There's also the question of how many findings to pre-specify. The temptation is to pre-specify everything the discovery process flags, which reproduces the multiplicity problem you were trying to solve. The right answer is to apply a credibility threshold – probably a combination of effect size and biological coherence – and pre-specify only the findings that clear it. This requires judgment, and it's better exercised before unblinding than after.

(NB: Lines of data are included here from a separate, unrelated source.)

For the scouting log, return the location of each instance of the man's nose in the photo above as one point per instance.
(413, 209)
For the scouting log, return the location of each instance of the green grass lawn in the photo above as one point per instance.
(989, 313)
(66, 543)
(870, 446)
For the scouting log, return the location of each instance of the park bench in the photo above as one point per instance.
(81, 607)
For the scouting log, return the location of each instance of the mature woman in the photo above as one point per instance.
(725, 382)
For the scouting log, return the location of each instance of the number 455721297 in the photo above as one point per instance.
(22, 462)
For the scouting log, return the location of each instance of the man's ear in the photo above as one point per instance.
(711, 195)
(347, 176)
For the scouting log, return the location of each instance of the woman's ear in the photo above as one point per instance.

None of this replaces the primary analysis or the pre-specified secondary endpoints that define the trial's inferential architecture. It's a method for using available prior evidence more completely when designing the SAP.
Try it on your data
The Disco handles this workflow end-to-end. Upload your Phase I/II tabular data – treatment assignments, baseline characteristics, outcome measures – and the system will automatically search for interaction effects across the full feature space, surface interaction effects including three-way and higher-order combinations, and validate findings before you ever look at pivotal trial outcomes. The output is a structured report you can take directly into your statistical analysis design process.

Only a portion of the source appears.